2
$\begingroup$

Does there exist a compact, nonempty subset of the rationals without isolated points ?

My motivation was the following: If so one could define a map $f$ from the set of all compact subsets of the rationals to itself that sends $K$ to $K\setminus Is(K)$ where $Is(K)$ denotes the set of all isolated points of $K$. Since $Is(K)$ is an open subset of $K$ the result is again compact. Then we can define $f^n$ for any ordinal number $n$ via $f^{n+1}=f\circ f^n$ and via $f^n:=\bigcap_{m\le n} f^m$ in the limit case. If every compact set has an isolated point it follows that for every $K$ there is a (smallest) ordinal $n$ such that $f^n(K)=\emptyset$. So we could measure the complexity of compact subsets of $Q$ with ordinal numbers.

  • 0
    Your method for measuring the complexity of compact subsets of $\mathbb Q$ is a good one. And well-known. (More generally, it can be used on countable compact spaces.) Congratulations on re-discovering it!2011-10-07

1 Answers 1

3

A compact metric space is complete. Let $X$ be a complete metric space without isolated points. Since points are not isolated, they are nowhere dense. If $X$ were countable, it would be a countable union of nowhere dense subsets, contradicting the Baire category theorem.

It follows that a compact subset of $\mathbb{Q}$ must have isolated points.

This is essentially the same argument as given on the Wikipedia page here (second paragraph).


Your construction of a “measure of complexity” of the compact subsets of $\mathbb{Q}$ is a special case of the Cantor–Bendixson rank. Indeed it turns out that starting from a compact subset of $\mathbb{Q}$ the only possibility is that the process of throwing away the isolated points must terminate at the empty set.

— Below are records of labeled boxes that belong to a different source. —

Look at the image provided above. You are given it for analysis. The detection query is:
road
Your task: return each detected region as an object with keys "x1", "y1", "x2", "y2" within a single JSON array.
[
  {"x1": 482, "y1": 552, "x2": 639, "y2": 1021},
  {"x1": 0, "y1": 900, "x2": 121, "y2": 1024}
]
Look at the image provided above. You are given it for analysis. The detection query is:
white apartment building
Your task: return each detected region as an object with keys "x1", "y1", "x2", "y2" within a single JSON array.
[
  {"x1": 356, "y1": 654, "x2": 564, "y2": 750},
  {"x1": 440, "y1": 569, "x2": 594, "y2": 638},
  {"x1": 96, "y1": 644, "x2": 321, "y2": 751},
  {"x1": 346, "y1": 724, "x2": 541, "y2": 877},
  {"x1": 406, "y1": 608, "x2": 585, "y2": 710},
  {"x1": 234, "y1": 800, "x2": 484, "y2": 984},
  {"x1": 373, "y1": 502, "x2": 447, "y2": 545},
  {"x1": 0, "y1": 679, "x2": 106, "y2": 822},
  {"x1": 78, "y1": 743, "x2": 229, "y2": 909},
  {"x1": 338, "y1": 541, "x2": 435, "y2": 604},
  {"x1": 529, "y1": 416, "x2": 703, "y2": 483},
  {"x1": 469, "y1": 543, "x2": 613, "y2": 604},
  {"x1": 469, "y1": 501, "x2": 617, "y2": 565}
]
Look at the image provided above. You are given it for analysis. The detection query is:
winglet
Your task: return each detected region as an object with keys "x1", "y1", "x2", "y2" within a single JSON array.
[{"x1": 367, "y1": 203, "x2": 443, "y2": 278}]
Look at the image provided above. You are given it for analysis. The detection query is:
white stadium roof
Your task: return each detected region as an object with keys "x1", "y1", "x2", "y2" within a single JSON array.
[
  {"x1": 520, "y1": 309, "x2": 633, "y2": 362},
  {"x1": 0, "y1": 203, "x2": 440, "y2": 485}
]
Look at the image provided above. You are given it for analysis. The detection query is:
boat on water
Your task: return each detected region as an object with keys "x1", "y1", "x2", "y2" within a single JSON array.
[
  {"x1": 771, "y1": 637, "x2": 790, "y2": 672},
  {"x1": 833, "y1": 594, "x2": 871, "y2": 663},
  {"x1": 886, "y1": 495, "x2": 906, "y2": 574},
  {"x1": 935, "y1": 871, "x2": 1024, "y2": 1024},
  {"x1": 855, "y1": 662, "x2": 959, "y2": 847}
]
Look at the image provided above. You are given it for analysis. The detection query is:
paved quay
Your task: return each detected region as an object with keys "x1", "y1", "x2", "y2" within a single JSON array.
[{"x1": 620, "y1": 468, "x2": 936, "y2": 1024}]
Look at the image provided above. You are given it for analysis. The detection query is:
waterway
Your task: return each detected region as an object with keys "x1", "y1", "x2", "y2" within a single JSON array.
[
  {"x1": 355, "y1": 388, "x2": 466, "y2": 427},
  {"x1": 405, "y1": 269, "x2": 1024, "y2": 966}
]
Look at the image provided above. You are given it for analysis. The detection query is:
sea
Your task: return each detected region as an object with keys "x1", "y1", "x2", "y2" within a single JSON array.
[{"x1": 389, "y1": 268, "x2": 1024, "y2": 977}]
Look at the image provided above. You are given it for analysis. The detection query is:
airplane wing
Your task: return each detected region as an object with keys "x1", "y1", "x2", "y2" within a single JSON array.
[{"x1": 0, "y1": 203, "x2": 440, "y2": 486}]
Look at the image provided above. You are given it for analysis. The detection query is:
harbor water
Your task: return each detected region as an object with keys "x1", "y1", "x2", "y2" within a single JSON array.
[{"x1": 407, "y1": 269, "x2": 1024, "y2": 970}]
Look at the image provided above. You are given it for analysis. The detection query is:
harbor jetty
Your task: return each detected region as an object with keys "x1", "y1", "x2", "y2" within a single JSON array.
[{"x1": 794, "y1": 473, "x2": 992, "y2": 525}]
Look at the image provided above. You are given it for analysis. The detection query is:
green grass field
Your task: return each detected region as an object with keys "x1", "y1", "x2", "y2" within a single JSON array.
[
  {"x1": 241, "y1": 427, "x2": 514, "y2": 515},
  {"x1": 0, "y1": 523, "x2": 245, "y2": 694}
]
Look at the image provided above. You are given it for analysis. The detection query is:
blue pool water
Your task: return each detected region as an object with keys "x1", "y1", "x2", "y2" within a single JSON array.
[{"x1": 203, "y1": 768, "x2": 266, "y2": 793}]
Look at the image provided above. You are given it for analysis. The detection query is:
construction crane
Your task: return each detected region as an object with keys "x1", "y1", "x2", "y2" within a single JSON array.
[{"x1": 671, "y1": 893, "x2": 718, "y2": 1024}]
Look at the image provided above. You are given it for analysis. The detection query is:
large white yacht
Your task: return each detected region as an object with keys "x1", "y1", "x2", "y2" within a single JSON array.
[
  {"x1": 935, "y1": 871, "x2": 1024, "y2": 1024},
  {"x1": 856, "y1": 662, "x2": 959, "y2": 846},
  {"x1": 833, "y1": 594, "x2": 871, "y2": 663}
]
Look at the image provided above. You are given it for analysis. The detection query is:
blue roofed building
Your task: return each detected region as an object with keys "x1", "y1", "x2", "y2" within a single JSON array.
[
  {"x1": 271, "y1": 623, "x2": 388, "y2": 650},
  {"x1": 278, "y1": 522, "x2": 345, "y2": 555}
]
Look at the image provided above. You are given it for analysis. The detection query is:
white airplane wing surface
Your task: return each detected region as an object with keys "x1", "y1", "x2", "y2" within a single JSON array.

Let me mention that the set of all compact subsets of $\mathbb{Q}$ has quite a complex structure. It can be naturally considered as a subset of the compact metric space $2^\mathbb{Q}$ in which it can be shown to be $\Pi^{1}_1$-complete, see e.g. this article. In particular, it is not a Borel set inside $2^{\mathbb{Q}}$. Thus it is a set of the same complexity as the set of everywhere differentiable functions inside $C[0,1])$ by a theorem of Mazurkiewicz.

Finally, let me point you to this thread here in which compact subsets of $\mathbb{Q}$ were discussed.